While intra-tumoral treatment delivery decreases off-target toxicities, it fails to account for metastatic disease and has not led to significant survival benefit compared to systemic administration [65]. Clinical use of intra-tumoral drugs is also impractical for some tumor subtypes such as ovarian and pancreatic cancers, which are inaccessible through transdermal injection. In order to prove effective, systemic agents must not only navigate from the injection site to the tumor vasculature but must also gain access and disperse throughout a tumor, which is often plagued with impediments to this process, posing a therapeutic challenge [66]. The properties of the tumor microenvironment that pose issues for treatment delivery are depicted in Figure 2.
Figure 2. Tumor hypoxia activates several tumorigenic processes. Tumor vasculature has altered morphology, with reduced pericyte coverage. The immature tumor vessels are characterized by blind end shunts, torturous pathway, sacculations, decreased luminal size, and increased fenestrations. Excessively fenestrated vessels allow for fluid extravasation and increased interstitial fluid pressure (IFP) and facilitate intravasation and migration of metastatic tumor cells. Elevated IFP and disrupted tissue perfusion contribute to areas of acute and chronic hypoxia, which can activate numerous pro-tumorigenic processes.

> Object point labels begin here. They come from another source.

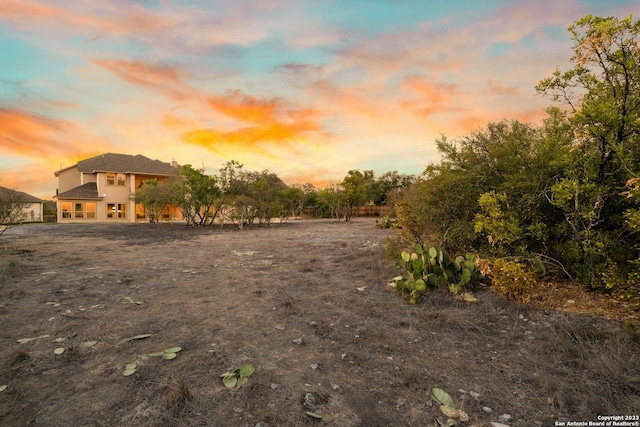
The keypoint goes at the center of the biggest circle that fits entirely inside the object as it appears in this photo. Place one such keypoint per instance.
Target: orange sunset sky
(305, 89)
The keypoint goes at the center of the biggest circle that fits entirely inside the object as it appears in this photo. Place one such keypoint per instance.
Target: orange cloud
(272, 121)
(30, 135)
(430, 97)
(162, 78)
(135, 20)
(498, 89)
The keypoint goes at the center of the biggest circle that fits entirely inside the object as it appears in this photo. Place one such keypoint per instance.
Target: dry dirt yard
(307, 304)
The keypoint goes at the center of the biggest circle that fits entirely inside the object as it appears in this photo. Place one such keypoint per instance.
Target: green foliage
(565, 190)
(197, 195)
(238, 377)
(447, 406)
(387, 222)
(512, 280)
(430, 268)
(154, 197)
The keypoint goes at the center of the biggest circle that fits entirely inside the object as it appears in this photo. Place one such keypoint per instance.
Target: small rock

2. Vascular Normalizing Agents as Adjuvants to Traditional Cancer Therapeutics

Normalized tumor vessels have also been shown to re-program many other aspects of the tumor microenvironment known to limit delivery of cancer therapies discussed earlier in this review, giving rise to the term ‘microenvironment normalization’ [67][99]. Anti-angiogenic drugs have opened new avenues for combination therapy. In a humanized murine model of colorectal adenocarcinoma, combination therapy with anti-PDGFR and anti-VEGFR tyrosine kinase inhibitors decreased IFP in tumors, allowing for enhanced delivery of taxol therapy [68][157]. Improved delivery of chemotherapy through vascular normalization in solid tumors has been extensively reviewed [69][100]. We and others have extended the utility of vascular normalization to enhancing the delivery and functionality of agents beyond traditional chemotherapy. The vascular shutdown typical of oncolytic viruses (OV) was prevented using thrombospondin type-1 repeats in a mouse model of advanced stage ovarian cancer [70][158]. This led to enhanced intratumoral trafficking of immune cell subsets, thereby improving immunotherapeutic success [67][70][71][99,158,159]. In addition to enhancing vascular perfusion and providing a conduit for immune cells, the enhanced oxygenation of tumors as a result of low-dose anti-angiogenic therapy has improved immune cell function and reprogramed immune cell subsets with greater anti-tumor capabilities [72][156]. Vascular normalizing therapies continue to be recognized for their oxygen-modulating function in sensitizing tumors to traditional therapies, which have often been met with resistance [73][160].